The news of Harper Lee’s death at age 89 will undoubtedly rekindle interest and fond reflection in her famous novel, To Kill a Mockingbird.
Ms. Lee received widespread acclaim for tackling difficult civil rights issues at a time when race relations were reaching a breaking point. In spite of this acclaim, several of her statements about equality might actually be perceived as un-PC in today’s culture. Do you think the following still ring true today?
1. “The most ridiculous example I can think of is that the people who run public education promote the stupid and idle along with the industrious—because all men are created equal, educators will gravely tell you, the children left behind suffer terrible feelings of inferiority.”
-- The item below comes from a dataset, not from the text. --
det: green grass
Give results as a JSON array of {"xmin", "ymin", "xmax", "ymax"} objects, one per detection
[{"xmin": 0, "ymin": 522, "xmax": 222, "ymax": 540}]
2. “[A]s I inched sluggishly along the treadmill of the Maycomb County school system, I could not help receiving the impression that I was being cheated out of something. Out of what I knew not, yet I did not believe that twelve years of unrelieved boredom was exactly what the state had in mind for me.”
3. “We know all men are not created equal in the sense some people would have us believe—some people are smarter than others, some people have more opportunity because they’re born with it, some men make more money than others, some ladies make better cakes than others—some people are born gifted beyond the normal scope of most men.”
4. “But there is one way in this country in which all men are created equal—there is one human institution that makes a pauper the equal of a Rockefeller, the stupid man the equal of an Einstein, and the ignorant man the equal of any college president. That institution, gentlemen, is a court.”